Commonwealth announces Principles for Judicial Appointments, Tenure and Removal

London, England — The secretary-general of the Commonwealth, Kamalesh Sharma, on Thursday published a set of guiding principles for Commonwealth member countries on the appointment, tenure and removal of superior court judges.

The compendium of guidelines will help to enshrine the independence and impartiality of the judiciary and prevent abuses of power by providing practical guidance for governments, jurists and legal experts.

The Compendium on the Appointment, Tenure and Removal of Judges under Commonwealth Principles was launched at a ceremony hosted by Sharma at Marlborough House, in London, on 9 July 2015. As well as putting forward recommendations, it analyses legal developments in 48 jurisdictions, from Australia to Zambia.

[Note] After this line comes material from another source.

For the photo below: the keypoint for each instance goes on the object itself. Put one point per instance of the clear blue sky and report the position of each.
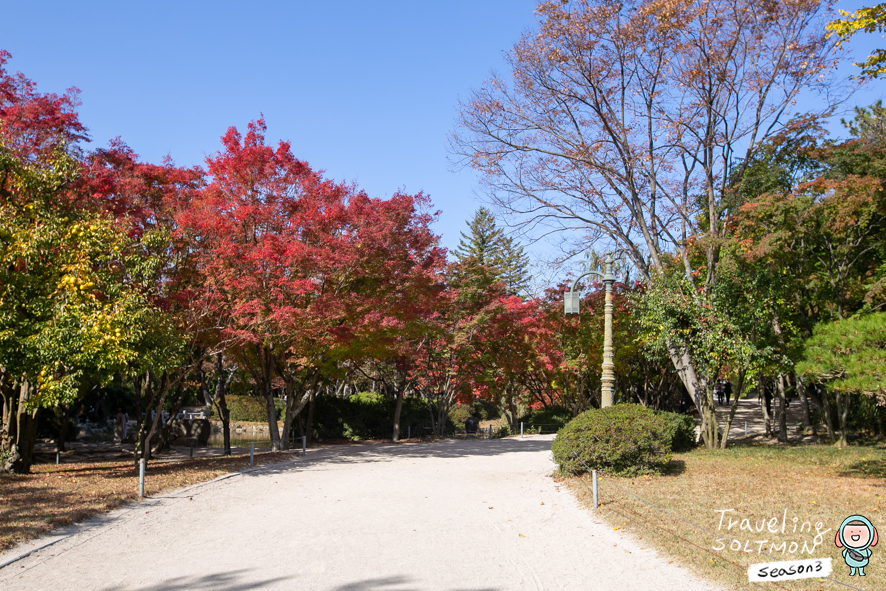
(365, 90)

“Our hope is that the best practices shared in this publication, and other agreed Commonwealth values and principles, will assist member states in formulating legislative and institutional policy, and with strengthening independence and accountability in the relationships between the three branches of government,” writes Sharma in the foreword.

Among the recommendations is a proposal for the retirement age for superior court judges to be raised from 60 years in many countries to “closer to 70”, and for appointments to be permanent as opposed to fixed-term or temporary. “This would guard against the risk of conflicts of interest arising in relation to post-retirement employment for which a judge may be eligible,” the guidelines state.

The compendium is published by the Commonwealth Secretariat with research undertaken independently by the Bingham Centre for the Rule of Law. It gives practical support to Commonwealth countries to advance Articles 6 and 7 of the Commonwealth Charter – on the separation of powers and the rule of law – and the Commonwealth Latimer House Principles, which set out the relationship between parliament, judiciary and government.

The compendium cautions that strict rules and due process should always be adhered to when seeking the removal of a judge, stating: “It is a long established principle that judges should not serve at the pleasure of the executive, or be subject to loss of office as a result of changes of government or legal measures that are ostensibly intended to serve other objectives.”

“Good practice requires that the dangers of politicisation and deadlock be managed through a combination of carefully designed legislative procedures and a respectful and constructive attitude on the part of politicians to the constitutional role of the judiciary,” the guidelines say.

According to the compendium, judicial appointments commissions must be “genuinely independent”, noting that an emerging best practice is for at least half of commission members to be judges or legal professionals.

The publication also proposes the establishment of an ombudsman for judicial appointments in some member countries, and notes that judicial vacancies should be advertised publicly and be filled through an open competition.

Sharma continued: “The compendium stresses the importance of judiciaries that are independent, impartial and efficient. If the rule of law is to be respected, it is necessary to have fair and impartial processes for resolving disputes; for correct and clear interpretation and application of the law; and, for holding governments, institutions, and private individuals accountable.”

Professor Sir Jeffrey Jowell QC, director of the Bingham Centre for the Rule of Law, commented: “This unique compendium shows how countries in the Commonwealth are, increasingly, adopting measures to ensure the non-political appointment and protection of judges. Based upon the Commonwealth’s own Latimer House principles, the Compendium will have a practical impact. It will help both to disseminate best practice and to further a key element in the rule of law, namely, judicial independence, without which decision-makers cannot realistically be held legally accountable for their actions.”

The research contained in the compendium further finds:

  • In 18.7% of Commonwealth jurisdictions (9 out of the total of 48 independent jurisdictions), the executive has sole responsibility for appointments to all the courts equivalent to the High Court or above.
  • The selection or short-listing of superior court judicial appointments is handled by a judicial appointments commission in more than 80% of the Commonwealth’s 53 member countries.
  • In 39 of the 48 independent Commonwealth jurisdictions (81.3%) there is a judicial appointments commission, established by the constitution or other law, which plays a role in the selection and appointment of judges.
  • There are ten Commonwealth jurisdictions (20.8% of the total) where there is parliamentary involvement in the appointment of judges to ordinary courts.